Investment Insights are written by Angeles' CIO Michael Rosen
Michael has more than 30 years experience as an institutional portfolio manager, investment strategist, trader and academic.
The following item caught my eye on Bloomberg:
Los Angeles City Employees’ Retirement System is scheduled to discuss a staff report requested at a prior meeting on the pension’s specialized private equity and real estate investment programs…. The programs agenda targeted “emerging managers, funds focused on underserved markets, demographically targeted partnerships, and geographically targeted investments.”
Since inception in 2004, the programs have committed $198 million to 23 funds that have earned an average annual return of 3 percent, according to the staff report. Within that, seven non-traditional real estate investments have returned negative 4 percent.
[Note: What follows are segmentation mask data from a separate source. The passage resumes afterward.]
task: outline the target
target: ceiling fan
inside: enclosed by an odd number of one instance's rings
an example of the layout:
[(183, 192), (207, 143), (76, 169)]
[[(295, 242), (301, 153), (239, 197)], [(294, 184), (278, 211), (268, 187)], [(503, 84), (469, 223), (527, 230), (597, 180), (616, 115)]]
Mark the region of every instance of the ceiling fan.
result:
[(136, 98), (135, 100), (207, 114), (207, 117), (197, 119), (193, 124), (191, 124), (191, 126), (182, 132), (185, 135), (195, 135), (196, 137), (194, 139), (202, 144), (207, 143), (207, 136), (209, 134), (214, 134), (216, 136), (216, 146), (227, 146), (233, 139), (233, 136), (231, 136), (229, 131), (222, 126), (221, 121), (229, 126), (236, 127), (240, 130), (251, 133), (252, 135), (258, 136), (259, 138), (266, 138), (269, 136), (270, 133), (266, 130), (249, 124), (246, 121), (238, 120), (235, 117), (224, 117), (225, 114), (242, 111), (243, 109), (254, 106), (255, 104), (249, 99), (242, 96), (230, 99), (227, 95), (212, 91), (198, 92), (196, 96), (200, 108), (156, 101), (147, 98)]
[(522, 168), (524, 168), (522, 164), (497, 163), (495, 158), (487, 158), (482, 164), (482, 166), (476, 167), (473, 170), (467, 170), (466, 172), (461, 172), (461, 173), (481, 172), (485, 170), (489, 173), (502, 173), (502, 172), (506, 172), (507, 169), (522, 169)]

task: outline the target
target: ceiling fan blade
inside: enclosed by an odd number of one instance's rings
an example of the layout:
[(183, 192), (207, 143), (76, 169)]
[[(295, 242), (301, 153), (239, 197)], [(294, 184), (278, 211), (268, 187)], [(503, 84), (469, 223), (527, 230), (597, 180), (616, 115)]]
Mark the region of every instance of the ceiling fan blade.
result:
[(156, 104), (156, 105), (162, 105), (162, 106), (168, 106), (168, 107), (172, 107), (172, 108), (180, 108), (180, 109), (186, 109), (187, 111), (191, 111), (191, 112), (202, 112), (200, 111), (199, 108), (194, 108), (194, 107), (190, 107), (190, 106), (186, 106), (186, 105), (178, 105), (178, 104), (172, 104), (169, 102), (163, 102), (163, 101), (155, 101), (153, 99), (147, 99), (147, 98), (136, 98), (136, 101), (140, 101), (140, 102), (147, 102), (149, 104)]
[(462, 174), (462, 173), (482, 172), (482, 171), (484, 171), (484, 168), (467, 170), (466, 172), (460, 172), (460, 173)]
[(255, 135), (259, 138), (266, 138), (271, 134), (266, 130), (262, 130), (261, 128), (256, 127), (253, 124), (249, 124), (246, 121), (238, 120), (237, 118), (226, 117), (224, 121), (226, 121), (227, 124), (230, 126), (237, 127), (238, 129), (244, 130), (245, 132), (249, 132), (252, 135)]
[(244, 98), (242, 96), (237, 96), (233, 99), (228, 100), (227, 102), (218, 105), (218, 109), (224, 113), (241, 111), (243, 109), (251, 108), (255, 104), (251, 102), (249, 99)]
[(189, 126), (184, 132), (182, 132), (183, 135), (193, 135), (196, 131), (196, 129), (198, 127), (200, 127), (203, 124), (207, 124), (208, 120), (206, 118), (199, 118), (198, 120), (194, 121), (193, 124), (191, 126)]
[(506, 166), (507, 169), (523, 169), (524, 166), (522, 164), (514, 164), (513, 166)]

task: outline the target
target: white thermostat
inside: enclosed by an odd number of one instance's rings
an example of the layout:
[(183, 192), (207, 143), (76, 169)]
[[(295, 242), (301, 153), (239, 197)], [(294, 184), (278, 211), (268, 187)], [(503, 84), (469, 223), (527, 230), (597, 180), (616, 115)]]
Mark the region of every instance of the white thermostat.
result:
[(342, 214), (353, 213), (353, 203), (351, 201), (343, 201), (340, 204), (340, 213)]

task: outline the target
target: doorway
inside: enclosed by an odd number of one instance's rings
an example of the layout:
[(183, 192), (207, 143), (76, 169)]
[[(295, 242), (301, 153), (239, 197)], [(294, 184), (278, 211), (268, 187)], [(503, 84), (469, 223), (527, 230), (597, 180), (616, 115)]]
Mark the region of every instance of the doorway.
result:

An annualized loss of 4% in real estate over the past decade?! Even 3% p.a. for 10 years in private equity?! Is this “specialized” program a bad idea or just bad execution? (the choice is not mutually exclusive—it could be both). I’d be curious to know how many other public plans have similar programs and how those programs have performed.
Kudos to whomever it was at LACERS who asked for this program to be reviewed. I’m sure (hope) the trustees will remember their fiduciary obligation is to the beneficiaries of the System, and ultimately, to the taxpayers who are on the hook for the decisions these trustees make.